Articles 4 and 5 of the proposed law establish sentences of one to four years in jail for such leaks. It targets citizens who use the computer to obtain information from “public, private, or mixed institutions that serve the public.” It also prohibits leaking information from: “banks, insurance, and other financial and stock exchange institutions.”
“Whoever inappropriately obtains sensitive personal information or reserved public information contained in a system that utilizes Informational and Communications Technology or in any of its components will receive five to eight years in prison.” This is specified in Article 13 of the proposed bill.
The regime also threatens state workers with five to eight years of jail if they leak any information under their custody.

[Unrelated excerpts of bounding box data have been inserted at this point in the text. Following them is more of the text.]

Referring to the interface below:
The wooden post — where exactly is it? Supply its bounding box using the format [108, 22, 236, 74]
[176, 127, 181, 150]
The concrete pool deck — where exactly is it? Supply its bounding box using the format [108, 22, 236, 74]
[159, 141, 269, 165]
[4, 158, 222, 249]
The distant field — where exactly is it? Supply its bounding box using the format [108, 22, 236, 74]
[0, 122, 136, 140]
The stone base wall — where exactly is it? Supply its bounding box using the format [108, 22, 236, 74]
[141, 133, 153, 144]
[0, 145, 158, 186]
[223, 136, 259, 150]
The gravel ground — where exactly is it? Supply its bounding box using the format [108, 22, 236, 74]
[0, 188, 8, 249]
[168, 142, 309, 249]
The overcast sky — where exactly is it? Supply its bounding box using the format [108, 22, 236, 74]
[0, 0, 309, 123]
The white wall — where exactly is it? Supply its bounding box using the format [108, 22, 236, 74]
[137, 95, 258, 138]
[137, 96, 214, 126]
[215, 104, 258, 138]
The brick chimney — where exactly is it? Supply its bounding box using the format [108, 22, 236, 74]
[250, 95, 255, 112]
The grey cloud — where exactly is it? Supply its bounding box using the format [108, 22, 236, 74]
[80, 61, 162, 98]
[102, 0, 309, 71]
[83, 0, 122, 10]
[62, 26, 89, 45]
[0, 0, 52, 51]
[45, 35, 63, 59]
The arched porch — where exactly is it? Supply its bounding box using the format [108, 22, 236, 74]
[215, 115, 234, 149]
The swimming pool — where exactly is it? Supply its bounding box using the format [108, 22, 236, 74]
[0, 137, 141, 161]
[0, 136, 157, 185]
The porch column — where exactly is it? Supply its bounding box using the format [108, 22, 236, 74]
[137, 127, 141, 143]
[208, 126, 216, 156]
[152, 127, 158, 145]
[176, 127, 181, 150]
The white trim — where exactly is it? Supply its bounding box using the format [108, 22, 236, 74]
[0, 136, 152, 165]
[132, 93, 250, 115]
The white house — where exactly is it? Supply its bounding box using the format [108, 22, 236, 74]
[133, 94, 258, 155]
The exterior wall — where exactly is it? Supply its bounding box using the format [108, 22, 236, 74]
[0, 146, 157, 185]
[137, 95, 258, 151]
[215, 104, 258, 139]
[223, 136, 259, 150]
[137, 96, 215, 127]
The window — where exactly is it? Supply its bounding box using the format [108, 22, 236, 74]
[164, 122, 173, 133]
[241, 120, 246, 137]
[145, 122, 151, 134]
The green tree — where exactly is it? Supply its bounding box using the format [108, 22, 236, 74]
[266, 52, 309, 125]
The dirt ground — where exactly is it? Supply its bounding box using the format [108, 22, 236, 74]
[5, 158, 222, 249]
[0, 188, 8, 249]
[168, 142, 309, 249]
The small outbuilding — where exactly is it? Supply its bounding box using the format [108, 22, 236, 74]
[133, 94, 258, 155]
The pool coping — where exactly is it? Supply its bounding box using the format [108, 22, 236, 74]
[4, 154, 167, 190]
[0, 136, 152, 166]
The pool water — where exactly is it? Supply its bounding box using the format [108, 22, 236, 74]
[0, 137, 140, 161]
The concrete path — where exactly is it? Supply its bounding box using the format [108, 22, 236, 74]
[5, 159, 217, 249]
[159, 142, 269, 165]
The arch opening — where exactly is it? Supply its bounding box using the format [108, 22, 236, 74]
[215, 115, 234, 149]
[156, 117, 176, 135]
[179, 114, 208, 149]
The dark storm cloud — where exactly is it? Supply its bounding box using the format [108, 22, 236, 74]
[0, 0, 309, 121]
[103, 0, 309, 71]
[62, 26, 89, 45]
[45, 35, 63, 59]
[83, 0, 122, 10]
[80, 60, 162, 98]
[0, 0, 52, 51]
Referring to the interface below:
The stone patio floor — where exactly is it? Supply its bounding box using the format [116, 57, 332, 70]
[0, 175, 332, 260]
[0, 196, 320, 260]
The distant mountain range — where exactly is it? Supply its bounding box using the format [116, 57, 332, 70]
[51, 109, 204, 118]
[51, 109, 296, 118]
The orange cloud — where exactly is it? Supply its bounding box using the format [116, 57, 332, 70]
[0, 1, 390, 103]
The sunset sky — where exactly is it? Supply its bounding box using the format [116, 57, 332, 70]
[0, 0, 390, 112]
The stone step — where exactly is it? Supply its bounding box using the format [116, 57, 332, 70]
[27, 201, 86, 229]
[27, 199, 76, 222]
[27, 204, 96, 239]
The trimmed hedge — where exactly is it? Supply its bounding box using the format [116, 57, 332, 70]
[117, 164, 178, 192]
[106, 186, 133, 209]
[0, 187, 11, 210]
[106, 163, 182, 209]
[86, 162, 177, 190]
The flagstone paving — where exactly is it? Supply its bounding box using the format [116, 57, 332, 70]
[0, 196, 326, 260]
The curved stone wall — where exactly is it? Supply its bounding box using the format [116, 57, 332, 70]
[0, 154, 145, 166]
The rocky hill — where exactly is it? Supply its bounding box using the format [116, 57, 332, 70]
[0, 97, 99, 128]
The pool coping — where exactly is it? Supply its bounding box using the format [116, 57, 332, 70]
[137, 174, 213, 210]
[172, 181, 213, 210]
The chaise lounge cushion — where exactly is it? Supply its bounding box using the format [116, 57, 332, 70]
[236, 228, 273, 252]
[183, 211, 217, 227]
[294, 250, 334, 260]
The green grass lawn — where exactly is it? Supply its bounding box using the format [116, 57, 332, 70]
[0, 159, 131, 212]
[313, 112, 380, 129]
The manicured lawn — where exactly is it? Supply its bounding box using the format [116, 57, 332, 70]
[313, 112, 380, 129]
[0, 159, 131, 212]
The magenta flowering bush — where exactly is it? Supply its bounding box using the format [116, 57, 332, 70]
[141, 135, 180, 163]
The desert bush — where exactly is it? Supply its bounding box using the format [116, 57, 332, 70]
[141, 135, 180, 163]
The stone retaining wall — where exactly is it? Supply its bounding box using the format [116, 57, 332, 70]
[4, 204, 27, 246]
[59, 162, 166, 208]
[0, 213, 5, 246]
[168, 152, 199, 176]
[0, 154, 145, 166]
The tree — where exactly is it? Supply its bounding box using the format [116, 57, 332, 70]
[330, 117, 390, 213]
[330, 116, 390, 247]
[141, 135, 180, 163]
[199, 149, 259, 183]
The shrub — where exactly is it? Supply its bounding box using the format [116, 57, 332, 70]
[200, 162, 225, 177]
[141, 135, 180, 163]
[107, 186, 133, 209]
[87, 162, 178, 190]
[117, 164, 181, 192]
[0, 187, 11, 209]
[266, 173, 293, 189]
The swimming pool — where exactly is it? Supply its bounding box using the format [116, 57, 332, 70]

Article 25 establishes additional sanctions. These are levied on whoever “without authorization or exceeding the powers conferred on them, transfers classified public information (…) [And who] through the use of this information, infringes a system or informational data, or who endangers the sovereign security of the State.”
A combo of measures
During the last three weeks, the regime announced a series of legislative changes. According to legal experts and dissidents, these will escalate the repression and persecution of citizens who question the government.
In his September 15 speech commemorating Central America’s Independence Days, Ortega set the tone for this. He announced that the government wants to see life sentences for “hate crimes”. His supporters immediately went to ministries and institutions to collect signatures backing the bill. It requests the approval of the Supreme Court and the National Assembly.
Last Tuesday, September 22, the Sandinista deputies presented the draft of another new law, the “Law to Regulate Foreign Agents”. According to experts on the Nicaraguan Constitution, this law would divide Nicaraguans into two classes. “True Nicaraguans” would be distinguished from “Foreign Agents”. In addition, the law would cancel the political rights of the latter and open the way for the confiscation of their assets. In a document on this legislative project, Reporters without Borders and PEN International denounced the effects. The law, they stated, establishes “an ever more complicated work climate for the independent press in Nicaragua.”
“You get the impression that these form part of a set of restrictive measures implemented by the government in past months,” stated Guillermo Rothschuh.
“This law (on cybercrimes) can’t be seen as something isolated. It would complement the other law [of Foreign Agents]. They all form part of a whole that can be summed up as repression and censorship,” Guillermo Medrano commented.
“Let’s not forget that over the years, Ortega has always shown himself to be an enemy of the media. We already saw that in the eighties. Now it’s more sophisticated, but it’s always equally perverse and repressive,” Rothschuh added.